É quase como se nossos grandes ecossistemas tivessem uma armadilha montada para evitar interferência. Ao passo que vamos entrando neles e destruindo, nós disparamos estas armadilhas contra nós.
Uma questão que intriga a muita gente é porque até agora não tivemos uma pandemia originada na Amazônia, já que aqui ocorrem impactos como a maior taxa de desmatamento em todo o planeta?

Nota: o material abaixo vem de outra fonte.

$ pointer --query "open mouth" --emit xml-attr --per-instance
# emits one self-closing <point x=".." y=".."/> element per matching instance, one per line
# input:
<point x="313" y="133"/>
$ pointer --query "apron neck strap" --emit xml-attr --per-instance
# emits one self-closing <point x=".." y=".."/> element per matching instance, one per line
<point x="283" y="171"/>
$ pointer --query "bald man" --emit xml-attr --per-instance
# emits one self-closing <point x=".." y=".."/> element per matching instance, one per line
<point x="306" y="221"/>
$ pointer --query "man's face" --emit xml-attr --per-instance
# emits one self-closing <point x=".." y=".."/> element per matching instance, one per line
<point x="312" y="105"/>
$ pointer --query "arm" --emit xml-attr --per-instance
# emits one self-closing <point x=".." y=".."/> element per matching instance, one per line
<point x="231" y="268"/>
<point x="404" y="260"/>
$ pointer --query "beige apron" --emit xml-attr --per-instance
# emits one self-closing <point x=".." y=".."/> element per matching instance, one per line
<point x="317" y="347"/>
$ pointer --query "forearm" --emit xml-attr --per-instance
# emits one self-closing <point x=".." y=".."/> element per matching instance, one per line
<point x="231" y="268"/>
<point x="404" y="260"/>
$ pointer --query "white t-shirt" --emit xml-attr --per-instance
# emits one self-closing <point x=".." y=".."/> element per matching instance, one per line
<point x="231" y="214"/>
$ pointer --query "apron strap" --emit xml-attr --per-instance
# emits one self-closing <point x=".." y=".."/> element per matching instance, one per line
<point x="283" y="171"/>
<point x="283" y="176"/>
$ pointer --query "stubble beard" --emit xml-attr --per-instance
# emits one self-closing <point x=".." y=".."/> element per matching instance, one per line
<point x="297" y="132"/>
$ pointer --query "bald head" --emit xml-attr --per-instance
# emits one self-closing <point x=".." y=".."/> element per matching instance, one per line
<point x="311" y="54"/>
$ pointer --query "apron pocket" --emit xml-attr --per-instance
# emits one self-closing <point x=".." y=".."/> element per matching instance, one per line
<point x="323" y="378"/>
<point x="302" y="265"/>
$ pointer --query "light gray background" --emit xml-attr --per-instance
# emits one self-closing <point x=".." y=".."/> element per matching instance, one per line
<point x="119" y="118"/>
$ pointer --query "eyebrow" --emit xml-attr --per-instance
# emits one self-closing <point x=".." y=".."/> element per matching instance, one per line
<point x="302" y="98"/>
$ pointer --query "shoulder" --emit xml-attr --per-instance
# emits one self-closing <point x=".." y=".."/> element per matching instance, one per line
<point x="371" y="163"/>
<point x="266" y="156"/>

DQ – Eu não sei. Eu me faço esta mesma pergunta. Na verdade, uma das mais assustadoras doenças recentes surgiu na Bolívia, em 1961, o vírus da enfermidade Mapucho. O pesquisador que descobriu essa doença – e quase morreu ao contraí-la – é um americano chamado Karl Johnson. Ele descobriu que algumas pessoas vivendo em um vilarejo boliviano estavam sofrendo e morrendo desta estranha nova febre. Ele localizou o vírus em um roedor e se perguntou porque naquele momento isto estava ocorrendo, pois não havia registros no passado sobre a doença. O que ele descobriu foi que o roedor se adaptou e estava vivendo muito melhor em áreas agrícolas do que na floresta, seu ambiente natural. Assim, quando a população da vila crescia e precisava plantar mais milho e feijão, a população do roedor explodia. Como a espécie carregava o vírus, mais e mais pessoas começaram a ter contato com ele. Mas este é apenas um caso. A Amazônia está cheia de espécies de animais e, portanto, está repleta de vírus. Então por que não ouvimos falar do transbordamento destes vírus para humanos? Eu não tenho uma resposta para isso. Mas o fato de que não tivemos até agora, não quer dizer que não teremos. Pode acontecer a qualquer momento.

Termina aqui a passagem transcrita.